The filed rate doctrine holds that the reasonableness of insurance rates filed with and approved by a state insurance regulator cannot be challenged in court.  That doctrine ought to apply even when the cost of the insurance is passed on, or “secondarily billed,” by the insured to its own customers.  After all, if the rate itself is reasonable (as the filed rate doctrine holds), then it should not cease to be reasonable simply because it is passed on to someone else.

However, a judge in the United States District Court for the Southern District of New York recently held that the filed rate doctrine does not apply to secondarily billed rates.

The case, Rothstein v. GMAC Mortgage, LLC, is one of many involving force-placed hazard insurance.  Under the terms of most home mortgage loans, a borrower is required to maintain hazard insurance on the mortgaged property.  If the borrower allows the policy to lapse, the lender typically has the right to purchase such insurance at the borrowers’ expense.

A spate of cases has been filed in the last few years alleging various improprieties in connection with force-placed insurance, including that the lender wrongly purchased backdated coverage, or that it purchased more coverage than it needed to, or that the insurer paid kickbacks to the lender as an inducement to purchase the insurance.  The plaintiffs in the Rothstein case made allegations like this, asserting claims under RICO and the Real Estate Settlement Procedures Act.

The defendants in Rothstein moved to dismiss the plaintiffs’ claims in part on the grounds that they were challenging the reasonableness of the rates the insurer charged for the force-placed insurance.  Because these rates were approved by state regulators, the defendants argued that the filed rate doctrine barred the plaintiffs’ claims.
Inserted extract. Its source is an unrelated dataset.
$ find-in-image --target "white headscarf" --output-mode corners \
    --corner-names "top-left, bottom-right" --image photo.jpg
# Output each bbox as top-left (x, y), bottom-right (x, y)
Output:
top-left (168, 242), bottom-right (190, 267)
The court rejected this argument.  Although the insurer’s rates were filed with and approved by insurance regulators, the insurer did not charge those rates directly to the plaintiffs.  Instead, the insurer charged the lender, who passed the cost on to the plaintiffs.  The court held that this “secondary billing” of the rates defeated the filed rate doctrine.

The motivation for such a “secondary billing” exception to the filed rate doctrine is less than clear.  The filed rate doctrine is based on the principle that courts should not second guess the reasonableness of rates approved by an expert administrative agency.  That rationale is not diminished simply because the insured has passed on the cost to its customers.  Moreover, if the insured does not pass the cost of the insurance directly on to its customers, it presumably will have to charge more for some other service or product to make up the difference.  That outcome does not appear to be any better for the customers, yet that is precisely the result the court’s ruling in Rothstein incentivizes.